Volunteers received navigation training through a three-day workshop and then conducted in-home visits with clients living with advanced chronic illness over one year. A nurse navigator provided education and mentorship. Mixed method evaluation data was collected from clients, volunteer navigators, the nurse navigator, and other stakeholders.
Seven volunteers were partnered with 18 clients. Over the one-year pilot, the volunteer navigators conducted visits in home or by phone every two to three weeks. Volunteers were skilled and resourceful in building connections and facilitating engagement.
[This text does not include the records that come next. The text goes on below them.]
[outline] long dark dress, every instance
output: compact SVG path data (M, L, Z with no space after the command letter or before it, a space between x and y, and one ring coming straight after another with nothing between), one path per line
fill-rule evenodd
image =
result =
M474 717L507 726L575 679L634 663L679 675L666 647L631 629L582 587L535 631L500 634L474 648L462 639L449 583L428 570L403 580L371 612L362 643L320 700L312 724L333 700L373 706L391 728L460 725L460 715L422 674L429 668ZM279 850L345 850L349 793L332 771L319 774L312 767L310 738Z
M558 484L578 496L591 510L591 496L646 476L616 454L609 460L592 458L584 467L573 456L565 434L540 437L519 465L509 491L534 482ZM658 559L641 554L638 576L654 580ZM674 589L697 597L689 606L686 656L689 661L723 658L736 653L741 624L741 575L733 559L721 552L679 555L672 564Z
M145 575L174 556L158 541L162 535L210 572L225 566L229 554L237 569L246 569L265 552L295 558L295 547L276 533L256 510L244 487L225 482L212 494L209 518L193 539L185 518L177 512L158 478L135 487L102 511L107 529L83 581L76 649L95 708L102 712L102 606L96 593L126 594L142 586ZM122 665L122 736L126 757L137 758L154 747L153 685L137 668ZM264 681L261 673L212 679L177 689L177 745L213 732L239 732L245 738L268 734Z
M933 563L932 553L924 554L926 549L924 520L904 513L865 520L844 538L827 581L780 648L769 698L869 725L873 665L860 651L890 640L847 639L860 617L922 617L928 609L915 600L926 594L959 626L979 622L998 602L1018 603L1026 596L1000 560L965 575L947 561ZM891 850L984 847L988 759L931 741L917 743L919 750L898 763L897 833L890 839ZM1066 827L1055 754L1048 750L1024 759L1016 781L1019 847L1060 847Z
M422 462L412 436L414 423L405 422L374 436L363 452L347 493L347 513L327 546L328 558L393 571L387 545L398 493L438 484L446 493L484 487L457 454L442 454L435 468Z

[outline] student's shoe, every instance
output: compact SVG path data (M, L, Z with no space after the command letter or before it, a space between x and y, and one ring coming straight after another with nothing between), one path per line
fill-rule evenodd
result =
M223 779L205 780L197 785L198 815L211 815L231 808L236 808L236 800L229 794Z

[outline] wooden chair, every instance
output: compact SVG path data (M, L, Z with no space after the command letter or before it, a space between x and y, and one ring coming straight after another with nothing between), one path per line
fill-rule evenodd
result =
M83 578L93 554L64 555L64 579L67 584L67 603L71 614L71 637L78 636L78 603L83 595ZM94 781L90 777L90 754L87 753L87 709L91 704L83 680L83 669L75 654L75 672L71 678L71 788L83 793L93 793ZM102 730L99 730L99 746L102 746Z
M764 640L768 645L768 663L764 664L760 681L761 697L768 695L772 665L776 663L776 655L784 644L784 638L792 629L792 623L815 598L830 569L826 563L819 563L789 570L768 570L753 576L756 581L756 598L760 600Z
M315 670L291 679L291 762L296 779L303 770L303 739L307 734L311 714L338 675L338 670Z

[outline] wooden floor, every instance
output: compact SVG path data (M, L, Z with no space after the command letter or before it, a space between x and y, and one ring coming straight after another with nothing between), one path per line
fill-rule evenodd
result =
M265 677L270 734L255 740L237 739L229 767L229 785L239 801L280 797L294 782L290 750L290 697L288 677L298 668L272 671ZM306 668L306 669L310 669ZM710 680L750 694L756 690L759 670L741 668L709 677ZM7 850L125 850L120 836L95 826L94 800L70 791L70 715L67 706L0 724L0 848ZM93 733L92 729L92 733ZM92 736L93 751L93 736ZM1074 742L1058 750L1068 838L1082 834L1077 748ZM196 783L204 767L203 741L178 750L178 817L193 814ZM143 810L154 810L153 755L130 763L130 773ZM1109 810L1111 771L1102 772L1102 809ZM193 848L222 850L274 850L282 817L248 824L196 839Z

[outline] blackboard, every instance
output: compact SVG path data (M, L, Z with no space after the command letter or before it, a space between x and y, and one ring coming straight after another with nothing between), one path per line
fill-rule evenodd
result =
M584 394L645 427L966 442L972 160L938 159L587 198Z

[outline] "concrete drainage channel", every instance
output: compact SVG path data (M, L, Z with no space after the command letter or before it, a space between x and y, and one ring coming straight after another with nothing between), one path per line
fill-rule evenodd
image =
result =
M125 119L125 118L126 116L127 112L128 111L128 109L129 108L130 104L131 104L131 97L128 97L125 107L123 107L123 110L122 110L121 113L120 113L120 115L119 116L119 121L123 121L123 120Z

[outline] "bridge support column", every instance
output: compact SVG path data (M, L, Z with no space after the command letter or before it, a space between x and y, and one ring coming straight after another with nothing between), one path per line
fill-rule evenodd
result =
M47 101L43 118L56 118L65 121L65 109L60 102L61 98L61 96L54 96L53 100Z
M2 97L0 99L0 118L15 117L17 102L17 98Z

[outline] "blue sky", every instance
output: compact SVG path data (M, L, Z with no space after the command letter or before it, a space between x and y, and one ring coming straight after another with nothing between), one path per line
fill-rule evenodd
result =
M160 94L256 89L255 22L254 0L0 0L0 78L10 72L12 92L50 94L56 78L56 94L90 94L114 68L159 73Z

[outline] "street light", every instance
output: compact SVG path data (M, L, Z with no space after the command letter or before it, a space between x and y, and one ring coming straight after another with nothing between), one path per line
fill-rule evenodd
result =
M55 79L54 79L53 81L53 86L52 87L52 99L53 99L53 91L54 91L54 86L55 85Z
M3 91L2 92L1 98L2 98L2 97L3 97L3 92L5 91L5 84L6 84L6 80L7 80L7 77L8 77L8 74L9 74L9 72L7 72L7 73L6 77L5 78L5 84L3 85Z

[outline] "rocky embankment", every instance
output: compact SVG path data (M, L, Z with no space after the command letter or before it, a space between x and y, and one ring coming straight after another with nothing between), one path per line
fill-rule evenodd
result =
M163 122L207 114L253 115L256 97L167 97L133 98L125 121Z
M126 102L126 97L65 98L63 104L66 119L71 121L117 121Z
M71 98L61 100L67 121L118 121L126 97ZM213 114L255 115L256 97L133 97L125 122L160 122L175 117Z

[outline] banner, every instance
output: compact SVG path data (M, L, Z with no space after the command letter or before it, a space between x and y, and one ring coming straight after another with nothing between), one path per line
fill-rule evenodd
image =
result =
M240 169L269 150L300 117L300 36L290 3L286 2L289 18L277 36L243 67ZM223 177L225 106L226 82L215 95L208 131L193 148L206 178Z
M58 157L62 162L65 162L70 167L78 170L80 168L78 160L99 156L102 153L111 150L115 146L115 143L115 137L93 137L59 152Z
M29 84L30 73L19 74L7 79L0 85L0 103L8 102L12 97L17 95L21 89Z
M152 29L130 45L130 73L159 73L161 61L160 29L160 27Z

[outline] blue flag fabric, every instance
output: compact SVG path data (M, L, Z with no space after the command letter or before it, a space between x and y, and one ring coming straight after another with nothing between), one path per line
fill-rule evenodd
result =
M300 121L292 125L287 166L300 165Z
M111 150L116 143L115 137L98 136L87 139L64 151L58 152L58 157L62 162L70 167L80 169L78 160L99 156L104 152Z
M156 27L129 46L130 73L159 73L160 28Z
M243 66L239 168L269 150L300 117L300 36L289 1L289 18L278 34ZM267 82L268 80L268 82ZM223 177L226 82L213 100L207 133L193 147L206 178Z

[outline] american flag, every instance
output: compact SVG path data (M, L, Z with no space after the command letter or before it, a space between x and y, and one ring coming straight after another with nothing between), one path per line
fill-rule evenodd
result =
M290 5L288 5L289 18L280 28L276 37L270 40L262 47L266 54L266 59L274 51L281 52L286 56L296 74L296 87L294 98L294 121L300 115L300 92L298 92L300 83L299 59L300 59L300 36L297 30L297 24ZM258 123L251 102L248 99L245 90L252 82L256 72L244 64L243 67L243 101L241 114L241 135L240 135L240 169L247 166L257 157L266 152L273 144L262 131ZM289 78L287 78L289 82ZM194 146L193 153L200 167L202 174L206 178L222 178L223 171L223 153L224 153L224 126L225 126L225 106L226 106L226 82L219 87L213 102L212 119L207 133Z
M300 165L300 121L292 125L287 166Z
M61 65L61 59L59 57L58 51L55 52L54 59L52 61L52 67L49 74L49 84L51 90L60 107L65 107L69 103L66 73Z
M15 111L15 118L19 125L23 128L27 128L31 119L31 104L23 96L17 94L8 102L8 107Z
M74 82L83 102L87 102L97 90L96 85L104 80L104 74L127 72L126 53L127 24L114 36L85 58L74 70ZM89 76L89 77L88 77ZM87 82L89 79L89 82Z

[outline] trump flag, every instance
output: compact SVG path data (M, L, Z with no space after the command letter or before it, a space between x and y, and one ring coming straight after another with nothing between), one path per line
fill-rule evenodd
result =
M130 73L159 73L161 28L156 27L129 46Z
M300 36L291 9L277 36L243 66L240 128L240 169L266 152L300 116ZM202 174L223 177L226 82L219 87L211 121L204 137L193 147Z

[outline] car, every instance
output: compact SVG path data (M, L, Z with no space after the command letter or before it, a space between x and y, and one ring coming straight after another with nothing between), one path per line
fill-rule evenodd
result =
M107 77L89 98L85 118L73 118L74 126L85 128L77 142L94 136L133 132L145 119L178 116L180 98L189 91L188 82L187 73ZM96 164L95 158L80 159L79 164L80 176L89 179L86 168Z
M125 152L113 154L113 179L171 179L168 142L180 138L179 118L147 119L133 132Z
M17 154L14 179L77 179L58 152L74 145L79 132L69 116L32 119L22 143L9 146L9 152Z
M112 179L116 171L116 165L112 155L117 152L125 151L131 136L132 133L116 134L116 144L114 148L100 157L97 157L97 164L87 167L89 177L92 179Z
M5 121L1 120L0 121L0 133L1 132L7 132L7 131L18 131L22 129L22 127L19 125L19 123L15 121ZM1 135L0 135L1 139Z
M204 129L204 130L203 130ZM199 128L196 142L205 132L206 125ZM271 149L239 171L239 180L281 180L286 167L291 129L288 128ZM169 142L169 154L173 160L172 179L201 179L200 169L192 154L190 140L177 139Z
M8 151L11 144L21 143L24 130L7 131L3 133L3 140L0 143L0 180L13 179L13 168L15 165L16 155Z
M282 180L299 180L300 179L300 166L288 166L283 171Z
Although it took time to learn the navigator role, volunteers felt well-prepared and found the role satisfying and meaningful. Clients and family rated the service as highly important to their care because of how the volunteer helped to make the difficult experiences of aging and advanced chronic illness more livable. Significant benefits cited by clients were making good decisions for both now and in the future; having a surrogate social safety net; supporting engagement with life; and ultimately, transforming the experience of living with illness. Overall the program was perceived to be well-designed by stakeholders and meeting an important need in the community. Sustainability, however, was a concern expressed by both clients and volunteers.
Volunteers providing supportive navigation services during the early phase of palliative care is a feasible way to foster a compassionate community approach to care for an aging population. The program is now being implemented by hospice societies in diverse communities across Canada.